Discrete optimal transport is a strong audio adversarial attack
This addresses a security vulnerability in deployed audio systems, but it is an incremental improvement over existing attack methods.
The paper tackled the problem of attacking audio anti-spoofing countermeasures by using discrete optimal transport as a black-box adversarial method, achieving consistently high equal error rates (EER) across datasets like ASVspoof2019 and ASVspoof5, outperforming conventional attacks.

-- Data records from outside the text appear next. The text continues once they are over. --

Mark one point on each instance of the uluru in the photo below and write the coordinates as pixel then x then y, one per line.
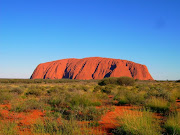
pixel 90 68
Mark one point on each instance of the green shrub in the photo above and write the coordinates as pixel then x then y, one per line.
pixel 17 90
pixel 8 128
pixel 159 105
pixel 34 92
pixel 97 88
pixel 137 123
pixel 178 81
pixel 27 105
pixel 172 125
pixel 127 81
pixel 5 97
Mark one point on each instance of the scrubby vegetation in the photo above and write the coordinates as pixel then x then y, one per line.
pixel 138 123
pixel 77 107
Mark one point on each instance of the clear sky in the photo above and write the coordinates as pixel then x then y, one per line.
pixel 38 31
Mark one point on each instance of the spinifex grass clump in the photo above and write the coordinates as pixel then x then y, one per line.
pixel 172 124
pixel 27 105
pixel 8 128
pixel 137 123
pixel 62 127
pixel 159 105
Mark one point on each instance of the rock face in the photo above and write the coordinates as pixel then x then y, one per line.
pixel 90 68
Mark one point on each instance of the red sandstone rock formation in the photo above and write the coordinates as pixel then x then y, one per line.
pixel 90 68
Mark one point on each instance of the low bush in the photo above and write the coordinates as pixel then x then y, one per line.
pixel 178 81
pixel 5 97
pixel 31 104
pixel 8 128
pixel 172 124
pixel 137 123
pixel 17 90
pixel 159 105
pixel 34 92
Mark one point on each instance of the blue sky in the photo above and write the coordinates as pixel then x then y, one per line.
pixel 38 31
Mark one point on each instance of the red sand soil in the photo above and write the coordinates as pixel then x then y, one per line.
pixel 90 68
pixel 107 122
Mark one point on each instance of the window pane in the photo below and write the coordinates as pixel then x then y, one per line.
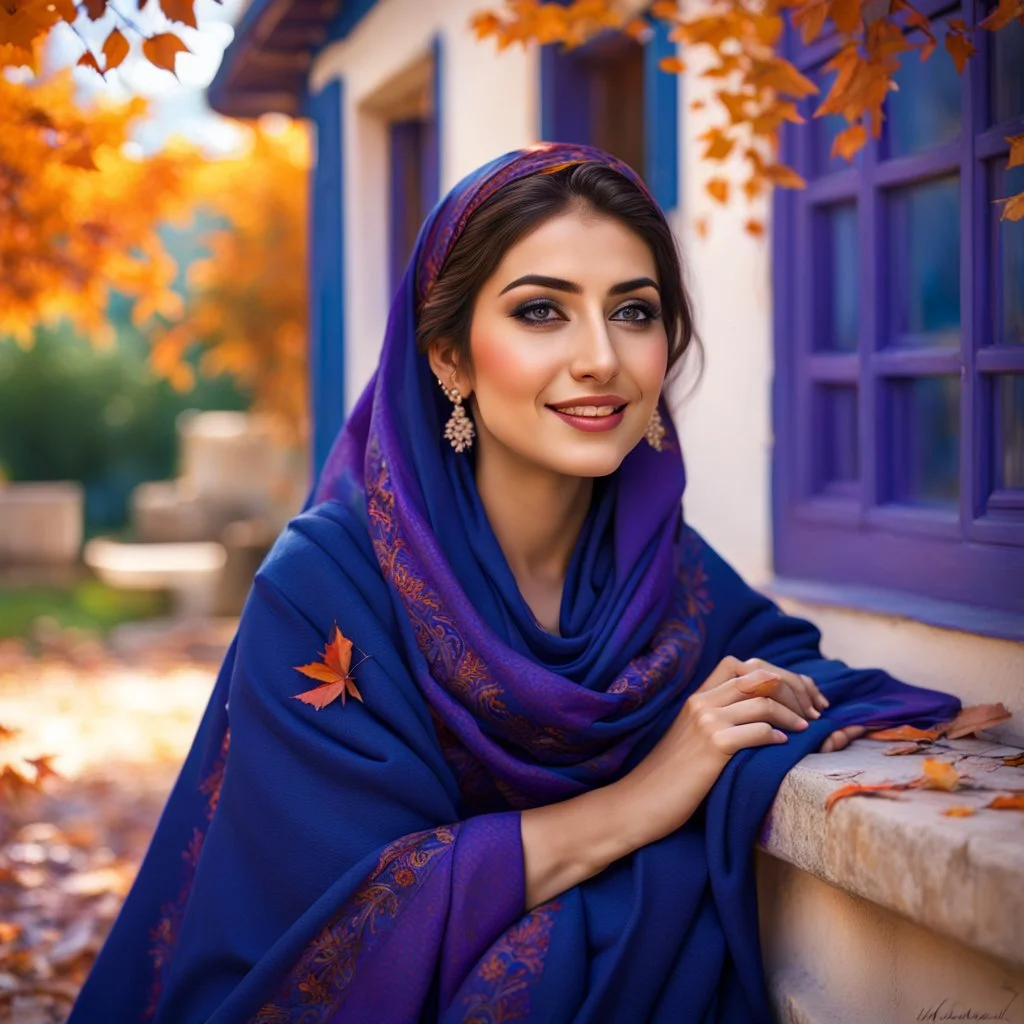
pixel 835 429
pixel 835 293
pixel 1007 80
pixel 1010 431
pixel 1009 276
pixel 924 275
pixel 924 441
pixel 926 110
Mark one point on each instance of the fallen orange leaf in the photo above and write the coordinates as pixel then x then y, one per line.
pixel 333 673
pixel 43 767
pixel 905 749
pixel 975 718
pixel 939 775
pixel 1014 803
pixel 162 49
pixel 863 790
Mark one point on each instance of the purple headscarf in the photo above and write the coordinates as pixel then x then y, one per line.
pixel 523 715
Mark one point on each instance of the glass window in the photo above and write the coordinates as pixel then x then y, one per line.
pixel 838 456
pixel 926 109
pixel 836 328
pixel 924 250
pixel 1009 280
pixel 1005 73
pixel 924 448
pixel 1010 431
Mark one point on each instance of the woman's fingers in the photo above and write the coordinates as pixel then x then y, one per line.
pixel 842 738
pixel 763 710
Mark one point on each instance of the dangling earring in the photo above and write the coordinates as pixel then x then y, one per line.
pixel 459 429
pixel 655 430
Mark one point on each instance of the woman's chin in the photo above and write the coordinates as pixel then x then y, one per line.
pixel 601 460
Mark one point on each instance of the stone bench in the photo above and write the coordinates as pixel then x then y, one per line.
pixel 189 570
pixel 41 523
pixel 885 909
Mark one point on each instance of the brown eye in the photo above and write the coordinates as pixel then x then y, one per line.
pixel 537 312
pixel 639 313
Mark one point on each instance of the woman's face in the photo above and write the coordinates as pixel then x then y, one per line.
pixel 568 347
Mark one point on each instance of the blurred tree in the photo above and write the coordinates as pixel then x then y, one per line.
pixel 246 303
pixel 756 88
pixel 79 214
pixel 80 219
pixel 70 412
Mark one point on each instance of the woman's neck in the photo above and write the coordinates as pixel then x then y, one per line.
pixel 537 517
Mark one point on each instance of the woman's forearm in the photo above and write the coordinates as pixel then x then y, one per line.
pixel 566 843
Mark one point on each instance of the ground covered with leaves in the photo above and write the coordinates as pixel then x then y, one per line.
pixel 117 730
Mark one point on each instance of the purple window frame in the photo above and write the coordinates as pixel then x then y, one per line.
pixel 849 535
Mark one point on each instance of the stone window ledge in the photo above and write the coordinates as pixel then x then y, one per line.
pixel 960 877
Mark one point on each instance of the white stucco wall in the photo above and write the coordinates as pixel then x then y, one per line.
pixel 488 107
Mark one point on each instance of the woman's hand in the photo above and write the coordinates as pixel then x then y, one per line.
pixel 740 705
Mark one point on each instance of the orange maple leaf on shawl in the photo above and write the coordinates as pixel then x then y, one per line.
pixel 332 672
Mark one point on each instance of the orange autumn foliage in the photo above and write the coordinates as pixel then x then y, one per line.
pixel 333 672
pixel 756 88
pixel 246 304
pixel 80 218
pixel 79 214
pixel 15 782
pixel 26 24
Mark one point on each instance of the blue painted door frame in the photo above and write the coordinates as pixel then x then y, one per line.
pixel 327 273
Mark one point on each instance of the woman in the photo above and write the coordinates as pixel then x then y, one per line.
pixel 537 792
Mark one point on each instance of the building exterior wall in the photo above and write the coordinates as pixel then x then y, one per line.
pixel 488 107
pixel 488 104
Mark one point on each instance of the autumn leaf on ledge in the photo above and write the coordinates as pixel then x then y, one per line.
pixel 333 674
pixel 864 790
pixel 969 721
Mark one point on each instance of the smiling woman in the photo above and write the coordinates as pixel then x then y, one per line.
pixel 568 716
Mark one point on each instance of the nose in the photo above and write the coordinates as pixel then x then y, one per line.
pixel 594 355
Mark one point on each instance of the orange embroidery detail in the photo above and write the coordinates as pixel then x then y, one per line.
pixel 315 987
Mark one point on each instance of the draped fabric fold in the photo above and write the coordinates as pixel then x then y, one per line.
pixel 364 862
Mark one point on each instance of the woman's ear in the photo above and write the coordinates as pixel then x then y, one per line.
pixel 445 367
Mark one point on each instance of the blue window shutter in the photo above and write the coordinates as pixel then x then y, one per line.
pixel 662 119
pixel 327 274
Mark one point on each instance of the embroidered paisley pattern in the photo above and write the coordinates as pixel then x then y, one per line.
pixel 315 987
pixel 164 935
pixel 500 988
pixel 463 673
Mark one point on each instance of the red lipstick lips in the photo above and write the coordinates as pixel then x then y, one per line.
pixel 577 412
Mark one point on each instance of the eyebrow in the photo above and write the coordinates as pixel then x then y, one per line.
pixel 559 285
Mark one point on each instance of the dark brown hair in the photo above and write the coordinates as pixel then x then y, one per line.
pixel 517 209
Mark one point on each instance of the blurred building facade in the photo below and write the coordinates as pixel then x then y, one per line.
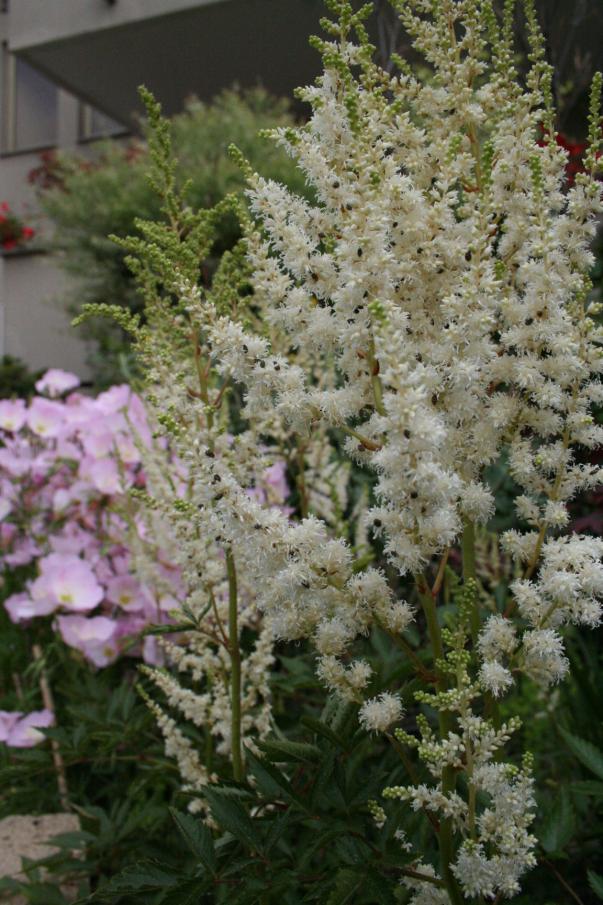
pixel 69 75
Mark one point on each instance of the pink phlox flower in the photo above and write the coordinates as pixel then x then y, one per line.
pixel 66 448
pixel 125 591
pixel 45 417
pixel 73 539
pixel 21 607
pixel 94 636
pixel 13 414
pixel 24 551
pixel 16 460
pixel 55 382
pixel 68 581
pixel 21 731
pixel 8 533
pixel 5 505
pixel 103 474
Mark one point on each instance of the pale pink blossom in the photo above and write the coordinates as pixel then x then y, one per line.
pixel 21 607
pixel 12 414
pixel 68 581
pixel 45 417
pixel 103 475
pixel 94 636
pixel 125 591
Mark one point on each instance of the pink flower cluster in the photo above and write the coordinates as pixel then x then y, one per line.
pixel 66 462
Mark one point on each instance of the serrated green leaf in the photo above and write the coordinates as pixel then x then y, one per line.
pixel 142 877
pixel 272 782
pixel 277 829
pixel 347 885
pixel 230 815
pixel 198 837
pixel 559 825
pixel 588 787
pixel 283 750
pixel 596 883
pixel 186 893
pixel 321 728
pixel 587 753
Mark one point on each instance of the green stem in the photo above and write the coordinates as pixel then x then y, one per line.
pixel 470 572
pixel 446 833
pixel 235 669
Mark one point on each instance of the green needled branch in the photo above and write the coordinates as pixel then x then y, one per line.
pixel 235 669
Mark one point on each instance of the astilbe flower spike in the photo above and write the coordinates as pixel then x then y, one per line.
pixel 435 292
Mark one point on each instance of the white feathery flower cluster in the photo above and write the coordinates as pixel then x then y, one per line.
pixel 430 304
pixel 379 714
pixel 502 828
pixel 566 589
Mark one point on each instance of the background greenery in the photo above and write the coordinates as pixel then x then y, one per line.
pixel 89 198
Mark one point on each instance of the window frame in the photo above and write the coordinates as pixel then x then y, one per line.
pixel 8 126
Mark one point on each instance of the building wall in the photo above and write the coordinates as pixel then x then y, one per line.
pixel 34 324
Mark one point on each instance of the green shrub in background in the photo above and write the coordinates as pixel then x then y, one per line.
pixel 88 200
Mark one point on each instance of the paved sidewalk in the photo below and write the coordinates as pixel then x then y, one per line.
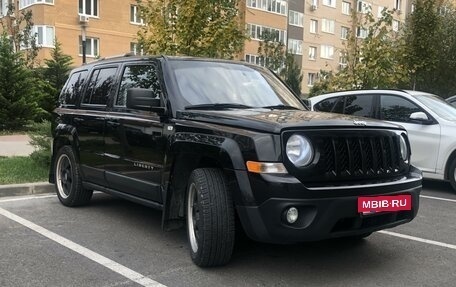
pixel 15 145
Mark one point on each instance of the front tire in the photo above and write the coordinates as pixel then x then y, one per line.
pixel 210 218
pixel 452 174
pixel 68 180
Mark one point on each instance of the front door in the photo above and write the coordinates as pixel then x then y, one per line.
pixel 135 140
pixel 89 121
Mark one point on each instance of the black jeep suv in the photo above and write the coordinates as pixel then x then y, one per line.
pixel 207 141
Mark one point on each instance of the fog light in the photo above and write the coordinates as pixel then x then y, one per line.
pixel 292 215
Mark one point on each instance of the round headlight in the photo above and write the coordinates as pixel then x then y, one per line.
pixel 404 148
pixel 299 150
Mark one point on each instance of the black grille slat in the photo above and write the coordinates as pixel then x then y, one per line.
pixel 373 156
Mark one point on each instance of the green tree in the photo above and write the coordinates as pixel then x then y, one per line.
pixel 19 27
pixel 191 27
pixel 274 56
pixel 271 50
pixel 18 89
pixel 373 62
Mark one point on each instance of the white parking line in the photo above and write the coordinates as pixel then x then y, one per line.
pixel 26 198
pixel 427 241
pixel 100 259
pixel 438 198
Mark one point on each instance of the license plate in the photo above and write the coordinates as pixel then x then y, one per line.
pixel 373 204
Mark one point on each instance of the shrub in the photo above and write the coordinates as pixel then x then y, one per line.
pixel 41 139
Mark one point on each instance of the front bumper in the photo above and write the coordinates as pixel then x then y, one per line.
pixel 322 216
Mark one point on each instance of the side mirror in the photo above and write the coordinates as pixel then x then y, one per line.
pixel 420 117
pixel 143 99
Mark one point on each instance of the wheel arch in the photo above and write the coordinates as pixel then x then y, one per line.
pixel 64 135
pixel 186 157
pixel 448 163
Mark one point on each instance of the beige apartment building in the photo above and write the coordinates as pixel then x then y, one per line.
pixel 313 30
pixel 111 25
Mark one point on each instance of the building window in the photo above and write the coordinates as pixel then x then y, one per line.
pixel 25 3
pixel 327 51
pixel 311 79
pixel 396 25
pixel 327 26
pixel 135 16
pixel 312 53
pixel 344 32
pixel 342 61
pixel 364 7
pixel 3 8
pixel 295 18
pixel 295 46
pixel 136 49
pixel 313 26
pixel 45 35
pixel 361 32
pixel 88 7
pixel 346 7
pixel 92 47
pixel 256 32
pixel 380 11
pixel 274 6
pixel 330 3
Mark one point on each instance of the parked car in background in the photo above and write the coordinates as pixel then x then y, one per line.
pixel 452 101
pixel 429 120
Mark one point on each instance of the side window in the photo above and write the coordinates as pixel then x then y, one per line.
pixel 326 105
pixel 138 76
pixel 359 105
pixel 99 87
pixel 339 106
pixel 73 88
pixel 397 109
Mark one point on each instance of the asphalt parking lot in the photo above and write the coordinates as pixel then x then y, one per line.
pixel 113 242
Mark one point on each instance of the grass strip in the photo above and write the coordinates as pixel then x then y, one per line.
pixel 21 169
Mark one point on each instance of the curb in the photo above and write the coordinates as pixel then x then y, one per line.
pixel 26 189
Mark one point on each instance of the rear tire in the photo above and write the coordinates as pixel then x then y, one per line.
pixel 452 174
pixel 210 218
pixel 68 180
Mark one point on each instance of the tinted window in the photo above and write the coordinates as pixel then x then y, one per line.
pixel 359 105
pixel 326 105
pixel 138 76
pixel 206 82
pixel 100 85
pixel 394 108
pixel 73 88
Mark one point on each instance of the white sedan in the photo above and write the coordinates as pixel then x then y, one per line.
pixel 428 119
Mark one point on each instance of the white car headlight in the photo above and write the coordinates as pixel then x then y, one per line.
pixel 404 148
pixel 299 150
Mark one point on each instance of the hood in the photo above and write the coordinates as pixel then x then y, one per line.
pixel 275 121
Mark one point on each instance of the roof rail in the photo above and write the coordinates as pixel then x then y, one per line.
pixel 129 54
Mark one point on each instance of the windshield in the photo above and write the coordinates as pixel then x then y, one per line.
pixel 202 83
pixel 438 106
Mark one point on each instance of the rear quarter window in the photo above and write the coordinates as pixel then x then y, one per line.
pixel 326 105
pixel 72 90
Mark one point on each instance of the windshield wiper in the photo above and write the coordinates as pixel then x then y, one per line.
pixel 217 106
pixel 281 107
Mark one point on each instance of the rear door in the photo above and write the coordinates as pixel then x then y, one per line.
pixel 424 139
pixel 90 123
pixel 135 140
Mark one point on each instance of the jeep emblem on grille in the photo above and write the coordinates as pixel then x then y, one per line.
pixel 359 123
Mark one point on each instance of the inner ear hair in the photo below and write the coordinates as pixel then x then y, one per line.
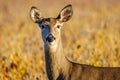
pixel 66 13
pixel 35 14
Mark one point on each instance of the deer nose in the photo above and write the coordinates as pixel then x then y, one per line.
pixel 50 38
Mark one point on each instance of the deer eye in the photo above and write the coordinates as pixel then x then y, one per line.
pixel 42 26
pixel 58 26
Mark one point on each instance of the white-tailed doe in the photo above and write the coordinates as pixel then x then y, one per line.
pixel 57 66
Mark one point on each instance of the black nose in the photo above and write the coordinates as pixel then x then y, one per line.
pixel 50 38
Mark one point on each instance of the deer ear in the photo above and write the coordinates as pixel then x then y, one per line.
pixel 65 14
pixel 35 14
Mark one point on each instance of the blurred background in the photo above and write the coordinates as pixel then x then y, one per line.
pixel 92 36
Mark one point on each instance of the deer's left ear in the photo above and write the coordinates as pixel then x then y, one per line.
pixel 35 14
pixel 65 14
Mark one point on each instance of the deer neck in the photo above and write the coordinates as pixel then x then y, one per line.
pixel 56 63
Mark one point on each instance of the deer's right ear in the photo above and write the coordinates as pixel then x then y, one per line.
pixel 35 14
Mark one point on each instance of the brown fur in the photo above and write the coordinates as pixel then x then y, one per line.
pixel 58 67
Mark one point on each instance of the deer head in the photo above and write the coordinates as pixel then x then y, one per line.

In this paper, we show that discrete optimal transport (DOT) is an effective black-box adversarial attack against modern audio anti-spoofing countermeasures (CMs). Our attack operates as a post-processing, distribution-alignment step: frame-level WavLM embeddings of generated speech are aligned to an unpaired bona fide pool via entropic OT and a top-$k$ barycentric projection, then decoded with a neural vocoder. Evaluated on ASVspoof2019 and ASVspoof5 with AASIST baselines, DOT yields consistently high equal error rate (EER) across datasets and remains competitive after CM fine-tuning, outperforming several conventional attacks in cross-dataset transfer. Ablation analysis highlights the practical impact of vocoder overlap. Results indicate that distribution-level alignment is a powerful and stable attack surface for deployed CMs.